We are defined by the things in our lives. Do not confuse “defined” with “owned by” – this is not a rumble about materialism or the depravity of consumerism. Whether we knowingly signed the contract with the things in our lives or not, they are how we are portrayed to the rest of the world as we connect the alphanumeric dots of our day-to-day lives. Whether you, in particular, are concerned with your thing-defined identity is irrelevant because the world is watching and, unfortunately for us all, you are the minority.
This notion struck me during a recent trip car shopping – at a Subaru dealership specifically. Subaru. Sensible. Affordable. I don’t have the patience to come up with the rest of the positive –ables I’m supposed to think about the Subaru brand. We test drove the Forester. Comfortable enough. A perfectly reasonable mode of transportation between points A and B. You know – a car. I didn’t think it would leave me on the side of the road. I’ve had a Jeep; therefore, verily, I am familiar with that variety of automobile. I walked out of the dealership convinced I was not going to own a Subaru.
For the same reason I don’t buy any of those Captain & Tennille Greatest Hits records, readily available in any used record store. I’m just not a guy that owns Captain & Tennille any more than I’m a guy that drives a Subaru or even a Honda or any other car that often pairs nicely with the aforementioned qualities. Disclaimer: It should be known that I’m quite fond of many Subaru and Honda owners. And these people, my friends that own Subaru and Honda vehicles, are indeed real goddamn Subaru and Honda people. They have dogs. On occasion they partake in outdoorsy activities beyond city parks. They believe in the utility of ample cargo room. They have these sensible attributes. I do not.

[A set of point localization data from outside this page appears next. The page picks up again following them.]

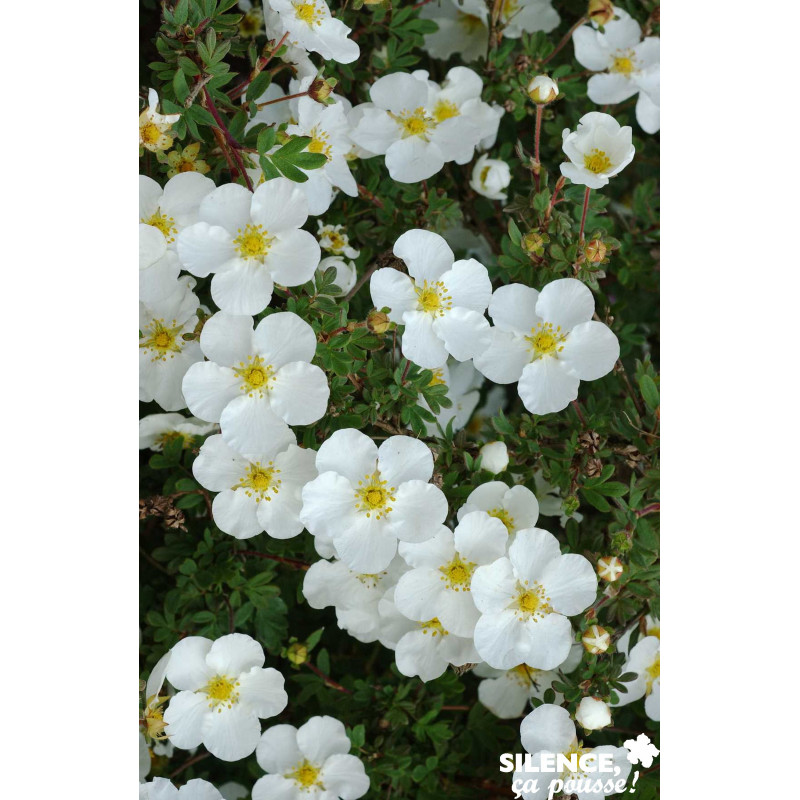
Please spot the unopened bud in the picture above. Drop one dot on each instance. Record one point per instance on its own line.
(609, 568)
(297, 653)
(601, 12)
(596, 640)
(595, 251)
(321, 89)
(542, 90)
(378, 322)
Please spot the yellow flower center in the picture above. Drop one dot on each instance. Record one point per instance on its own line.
(653, 672)
(531, 601)
(162, 340)
(256, 375)
(305, 775)
(164, 223)
(445, 109)
(433, 627)
(221, 691)
(253, 241)
(624, 62)
(433, 298)
(597, 161)
(259, 481)
(458, 573)
(374, 497)
(414, 123)
(319, 143)
(545, 340)
(504, 517)
(308, 13)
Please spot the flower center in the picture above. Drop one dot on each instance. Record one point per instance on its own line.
(259, 481)
(149, 133)
(374, 497)
(308, 13)
(305, 775)
(256, 375)
(161, 340)
(531, 601)
(433, 627)
(165, 224)
(319, 143)
(433, 298)
(653, 672)
(253, 241)
(458, 573)
(221, 691)
(414, 123)
(545, 340)
(445, 109)
(624, 62)
(504, 517)
(597, 161)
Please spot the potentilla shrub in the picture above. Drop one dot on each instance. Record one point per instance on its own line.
(398, 269)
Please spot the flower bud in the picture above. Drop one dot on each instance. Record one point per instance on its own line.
(609, 568)
(378, 322)
(321, 89)
(542, 90)
(297, 653)
(593, 714)
(601, 12)
(596, 640)
(533, 243)
(595, 251)
(494, 456)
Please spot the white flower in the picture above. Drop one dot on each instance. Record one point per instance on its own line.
(366, 498)
(525, 599)
(438, 584)
(593, 714)
(250, 240)
(311, 26)
(494, 456)
(463, 382)
(489, 177)
(158, 267)
(506, 692)
(548, 729)
(195, 789)
(527, 16)
(346, 273)
(629, 65)
(424, 648)
(257, 382)
(441, 302)
(354, 595)
(419, 126)
(597, 150)
(164, 356)
(260, 492)
(463, 29)
(516, 507)
(328, 128)
(333, 239)
(223, 691)
(154, 127)
(156, 430)
(542, 90)
(175, 207)
(550, 504)
(312, 762)
(548, 342)
(645, 660)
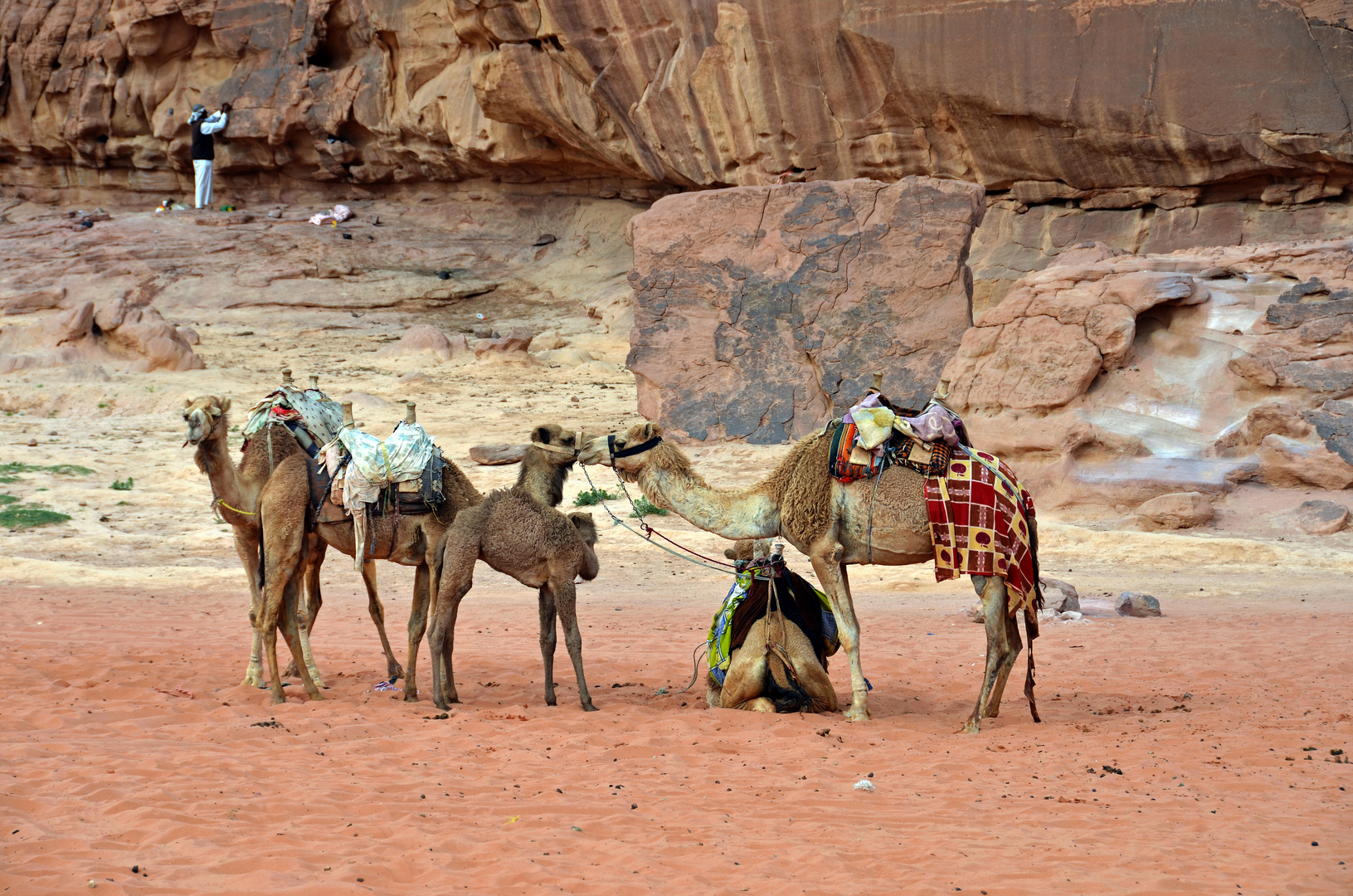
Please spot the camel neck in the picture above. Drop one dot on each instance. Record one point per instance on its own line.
(747, 514)
(214, 459)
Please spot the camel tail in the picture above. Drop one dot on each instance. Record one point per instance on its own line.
(1031, 617)
(789, 696)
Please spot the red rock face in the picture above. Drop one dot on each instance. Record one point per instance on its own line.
(762, 312)
(1111, 105)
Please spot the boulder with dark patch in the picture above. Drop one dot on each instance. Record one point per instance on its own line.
(1136, 604)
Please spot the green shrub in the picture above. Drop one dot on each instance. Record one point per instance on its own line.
(645, 508)
(29, 516)
(593, 495)
(8, 471)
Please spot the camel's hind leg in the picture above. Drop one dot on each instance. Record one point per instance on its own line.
(455, 581)
(1012, 646)
(548, 640)
(306, 615)
(417, 626)
(246, 546)
(825, 557)
(377, 616)
(997, 647)
(566, 597)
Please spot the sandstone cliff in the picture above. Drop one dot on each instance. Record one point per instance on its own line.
(1108, 103)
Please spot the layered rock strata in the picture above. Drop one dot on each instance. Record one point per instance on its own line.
(1110, 105)
(762, 312)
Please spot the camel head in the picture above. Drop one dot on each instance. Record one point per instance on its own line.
(626, 452)
(202, 415)
(557, 441)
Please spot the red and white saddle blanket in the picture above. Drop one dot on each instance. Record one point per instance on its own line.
(980, 523)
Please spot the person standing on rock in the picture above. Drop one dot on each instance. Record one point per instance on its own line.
(205, 148)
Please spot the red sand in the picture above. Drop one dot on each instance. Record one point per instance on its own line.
(658, 793)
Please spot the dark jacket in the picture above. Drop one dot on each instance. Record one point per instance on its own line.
(203, 145)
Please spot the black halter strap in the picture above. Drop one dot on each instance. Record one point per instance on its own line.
(634, 450)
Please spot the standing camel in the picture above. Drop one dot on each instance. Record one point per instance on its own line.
(406, 539)
(237, 493)
(879, 520)
(517, 533)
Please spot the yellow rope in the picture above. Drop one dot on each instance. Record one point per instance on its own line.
(229, 508)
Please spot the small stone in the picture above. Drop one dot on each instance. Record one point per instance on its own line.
(1321, 518)
(1059, 596)
(497, 455)
(1177, 510)
(1136, 604)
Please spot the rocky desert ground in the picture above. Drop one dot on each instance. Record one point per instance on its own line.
(1198, 752)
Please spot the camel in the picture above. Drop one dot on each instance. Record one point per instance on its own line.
(879, 520)
(540, 547)
(757, 679)
(237, 493)
(409, 540)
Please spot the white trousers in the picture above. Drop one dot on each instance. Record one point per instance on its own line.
(202, 168)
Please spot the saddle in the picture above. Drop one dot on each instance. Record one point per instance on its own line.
(417, 497)
(847, 462)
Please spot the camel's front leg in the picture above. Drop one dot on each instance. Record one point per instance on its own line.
(377, 616)
(417, 626)
(548, 640)
(566, 598)
(831, 572)
(993, 608)
(246, 547)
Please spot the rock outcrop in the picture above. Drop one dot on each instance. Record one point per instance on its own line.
(118, 334)
(762, 312)
(1114, 105)
(1151, 374)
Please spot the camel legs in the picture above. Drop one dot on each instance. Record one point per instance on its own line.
(1001, 651)
(306, 615)
(417, 626)
(455, 581)
(377, 616)
(567, 601)
(246, 546)
(548, 640)
(831, 572)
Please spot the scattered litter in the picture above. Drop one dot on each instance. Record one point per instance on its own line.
(333, 217)
(176, 692)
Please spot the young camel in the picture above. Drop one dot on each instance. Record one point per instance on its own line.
(237, 493)
(881, 520)
(517, 533)
(409, 540)
(755, 672)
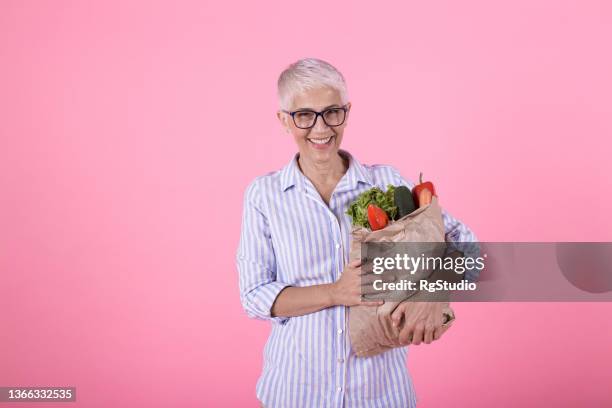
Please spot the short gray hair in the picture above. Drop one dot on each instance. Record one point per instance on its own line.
(309, 73)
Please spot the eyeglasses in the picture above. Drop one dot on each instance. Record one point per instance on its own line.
(306, 118)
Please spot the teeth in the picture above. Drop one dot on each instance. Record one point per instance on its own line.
(320, 141)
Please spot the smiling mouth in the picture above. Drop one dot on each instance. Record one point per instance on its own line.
(322, 141)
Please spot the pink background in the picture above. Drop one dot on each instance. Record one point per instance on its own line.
(129, 131)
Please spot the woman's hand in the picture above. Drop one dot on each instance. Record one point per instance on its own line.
(422, 321)
(346, 291)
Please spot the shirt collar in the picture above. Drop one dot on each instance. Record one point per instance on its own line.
(291, 175)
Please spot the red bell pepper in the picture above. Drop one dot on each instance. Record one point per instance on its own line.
(422, 197)
(377, 217)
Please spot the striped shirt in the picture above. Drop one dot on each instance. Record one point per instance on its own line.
(290, 237)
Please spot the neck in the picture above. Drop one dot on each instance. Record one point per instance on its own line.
(324, 172)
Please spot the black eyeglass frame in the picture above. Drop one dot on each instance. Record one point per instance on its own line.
(317, 114)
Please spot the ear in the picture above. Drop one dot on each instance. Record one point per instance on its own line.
(283, 120)
(348, 110)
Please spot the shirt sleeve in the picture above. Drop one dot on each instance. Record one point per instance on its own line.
(256, 261)
(458, 236)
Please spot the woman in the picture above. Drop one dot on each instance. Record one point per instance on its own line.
(292, 259)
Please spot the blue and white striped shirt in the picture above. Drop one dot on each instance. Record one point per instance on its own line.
(290, 237)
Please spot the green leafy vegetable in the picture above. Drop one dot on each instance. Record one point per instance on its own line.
(358, 210)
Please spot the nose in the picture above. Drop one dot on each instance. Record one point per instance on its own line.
(320, 125)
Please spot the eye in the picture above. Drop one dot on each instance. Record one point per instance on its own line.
(304, 114)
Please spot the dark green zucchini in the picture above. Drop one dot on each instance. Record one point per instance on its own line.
(402, 198)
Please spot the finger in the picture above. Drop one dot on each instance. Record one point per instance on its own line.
(372, 303)
(397, 314)
(369, 278)
(429, 333)
(418, 334)
(439, 332)
(406, 335)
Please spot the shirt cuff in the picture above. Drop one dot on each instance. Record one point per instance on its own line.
(261, 302)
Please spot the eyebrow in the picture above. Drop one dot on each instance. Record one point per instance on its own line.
(310, 109)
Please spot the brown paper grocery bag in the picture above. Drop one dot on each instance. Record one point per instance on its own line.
(370, 328)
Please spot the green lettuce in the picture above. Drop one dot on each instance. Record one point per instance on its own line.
(358, 210)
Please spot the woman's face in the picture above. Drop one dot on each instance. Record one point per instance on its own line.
(311, 141)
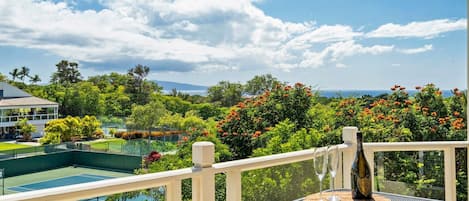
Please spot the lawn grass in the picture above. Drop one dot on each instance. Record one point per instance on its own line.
(11, 146)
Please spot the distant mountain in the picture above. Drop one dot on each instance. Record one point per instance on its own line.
(168, 86)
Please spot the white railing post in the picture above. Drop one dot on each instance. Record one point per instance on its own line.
(450, 173)
(203, 185)
(349, 136)
(233, 186)
(338, 181)
(173, 191)
(370, 157)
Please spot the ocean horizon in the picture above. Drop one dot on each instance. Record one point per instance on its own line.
(334, 93)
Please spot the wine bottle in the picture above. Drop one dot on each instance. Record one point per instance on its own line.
(360, 174)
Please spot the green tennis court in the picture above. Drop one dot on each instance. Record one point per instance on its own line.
(57, 177)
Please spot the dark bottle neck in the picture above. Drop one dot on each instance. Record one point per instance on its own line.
(359, 142)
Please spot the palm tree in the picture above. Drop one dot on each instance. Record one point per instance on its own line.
(14, 74)
(35, 79)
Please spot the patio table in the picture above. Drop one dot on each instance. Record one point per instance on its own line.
(346, 195)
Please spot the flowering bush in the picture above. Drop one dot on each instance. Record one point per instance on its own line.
(252, 117)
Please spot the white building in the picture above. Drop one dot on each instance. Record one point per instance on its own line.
(16, 104)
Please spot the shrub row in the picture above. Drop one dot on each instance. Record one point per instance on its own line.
(144, 134)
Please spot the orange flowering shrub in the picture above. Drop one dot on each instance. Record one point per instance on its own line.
(249, 119)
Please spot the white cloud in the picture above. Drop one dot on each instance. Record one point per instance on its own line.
(425, 48)
(425, 29)
(340, 65)
(337, 51)
(184, 35)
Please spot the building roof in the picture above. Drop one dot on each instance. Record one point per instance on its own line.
(10, 91)
(25, 101)
(14, 97)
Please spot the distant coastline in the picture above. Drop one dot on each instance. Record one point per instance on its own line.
(325, 93)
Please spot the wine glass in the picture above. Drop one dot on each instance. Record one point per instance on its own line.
(333, 165)
(320, 166)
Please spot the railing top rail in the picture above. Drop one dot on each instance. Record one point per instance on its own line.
(131, 183)
(415, 146)
(268, 161)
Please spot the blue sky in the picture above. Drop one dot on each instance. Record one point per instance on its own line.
(328, 44)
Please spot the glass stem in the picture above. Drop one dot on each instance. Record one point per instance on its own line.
(320, 189)
(333, 187)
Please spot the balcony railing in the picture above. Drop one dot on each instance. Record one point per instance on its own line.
(203, 172)
(34, 117)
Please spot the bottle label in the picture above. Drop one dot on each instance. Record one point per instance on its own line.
(364, 186)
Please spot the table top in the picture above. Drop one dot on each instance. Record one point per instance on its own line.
(346, 195)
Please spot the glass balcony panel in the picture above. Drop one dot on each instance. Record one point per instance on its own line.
(419, 174)
(285, 182)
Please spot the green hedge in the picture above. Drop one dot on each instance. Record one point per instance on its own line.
(38, 163)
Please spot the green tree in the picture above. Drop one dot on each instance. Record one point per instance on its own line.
(3, 78)
(138, 87)
(14, 73)
(23, 73)
(35, 79)
(225, 93)
(89, 126)
(146, 116)
(26, 129)
(67, 73)
(61, 130)
(260, 83)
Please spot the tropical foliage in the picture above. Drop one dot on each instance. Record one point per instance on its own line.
(262, 117)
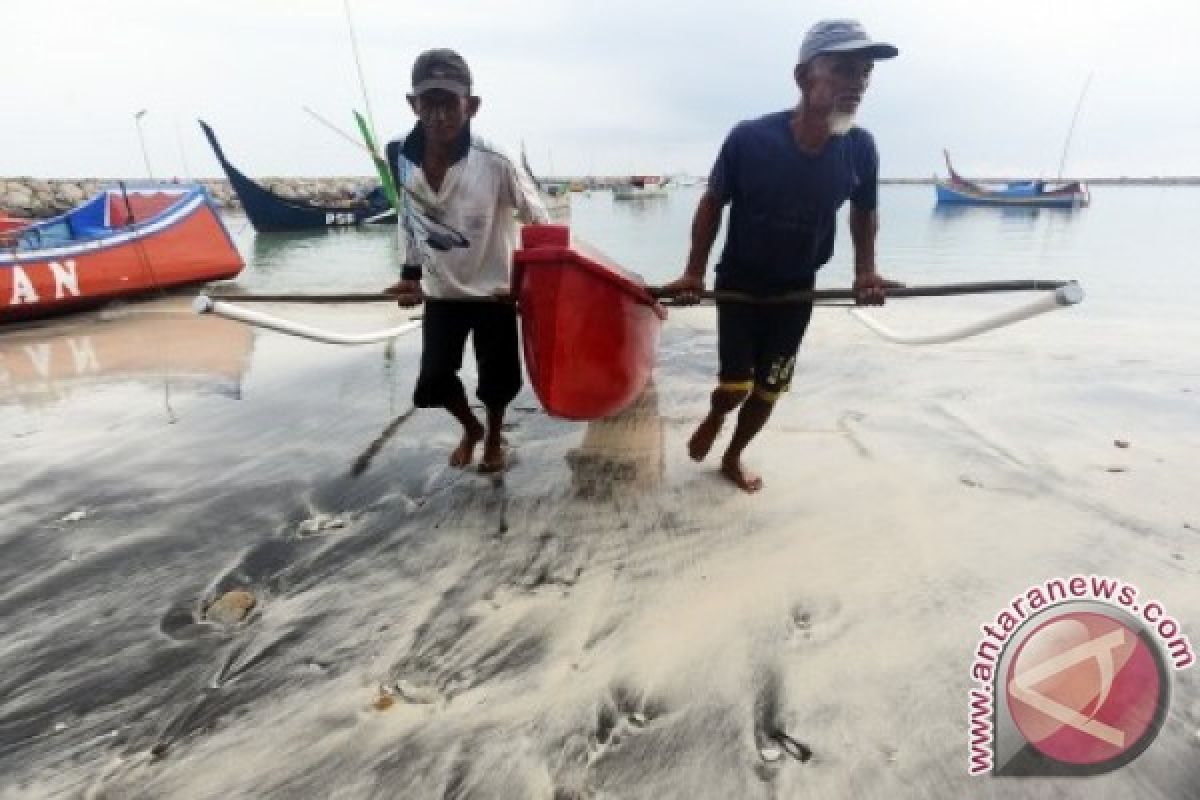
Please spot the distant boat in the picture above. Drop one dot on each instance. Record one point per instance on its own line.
(640, 187)
(124, 241)
(269, 211)
(1033, 193)
(589, 330)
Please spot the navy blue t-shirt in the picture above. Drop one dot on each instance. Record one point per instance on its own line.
(784, 202)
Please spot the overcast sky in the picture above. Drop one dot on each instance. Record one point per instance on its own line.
(610, 86)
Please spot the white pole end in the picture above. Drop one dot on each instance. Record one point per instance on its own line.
(1069, 295)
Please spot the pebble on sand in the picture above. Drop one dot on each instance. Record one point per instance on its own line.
(232, 607)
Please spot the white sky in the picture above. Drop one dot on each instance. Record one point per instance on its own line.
(605, 86)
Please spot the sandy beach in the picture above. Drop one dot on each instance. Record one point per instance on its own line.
(610, 619)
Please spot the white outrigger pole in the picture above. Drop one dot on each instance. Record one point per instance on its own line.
(205, 305)
(1066, 295)
(1059, 294)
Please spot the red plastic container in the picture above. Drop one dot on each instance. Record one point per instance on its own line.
(589, 330)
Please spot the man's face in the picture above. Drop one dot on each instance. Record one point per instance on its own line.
(835, 82)
(443, 113)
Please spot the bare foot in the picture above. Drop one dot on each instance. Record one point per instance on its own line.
(702, 439)
(744, 479)
(465, 452)
(495, 458)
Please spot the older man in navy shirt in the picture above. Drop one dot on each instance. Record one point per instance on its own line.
(785, 175)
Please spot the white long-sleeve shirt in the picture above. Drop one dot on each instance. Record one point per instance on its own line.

If I were to drive a Subaru I’d automatically take on some of these perceived characteristics. False advertising. Either I’d be living some kind of lie or eventually I’d be forced to conform. First the dog, then some kind of rugged sensibility and/or fiscal responsibility. Our musical affinities are also shaped by similar projections in the world – not just to what we listen, but how we listen. Do we manage most of our libraries digitally? An iPod dock in the kitchen, perhaps. Maybe you’re still relying on that old CD changer stack system with the tandem speakers. Or maybe you’ve set up that record station again. You’re finding new favorite bands that have released albums on vinyl and buying them on Amazon for the free shipping. Like the Subaru some of these methods are more sensible than others. Does it make sense to want to dust old records or get out of your seat every 25 minutes to flip a vinyl record that collects dust and cost twice as much as the same .mp3 download? You could just press Shuffle on that iPod. No dusting. No fuss. Wouldn’t that be better use of your time and money?
Perhaps. Probably. Most definitely, even. But that’s also why I’ll be driving a Volvo or a Volkswagen. And why I like cats. Because I don’t think I’m ready to be sensible any more than the world, consisting of friends, acquaintances and fellow traffic-light idlers, is ready to see me as sensible. I’m also all those other things – both positive and especially negative – that go along with being a Euro-car driving hipster with a stack of unpublished and unfinished manuscripts and a record collection that refuses to buy a Captain & Tennille record for $1 even though he secretly finds “Muskrat Love” kinda catchy (read: insidious, nefarious, poisonous, HazMat-ious).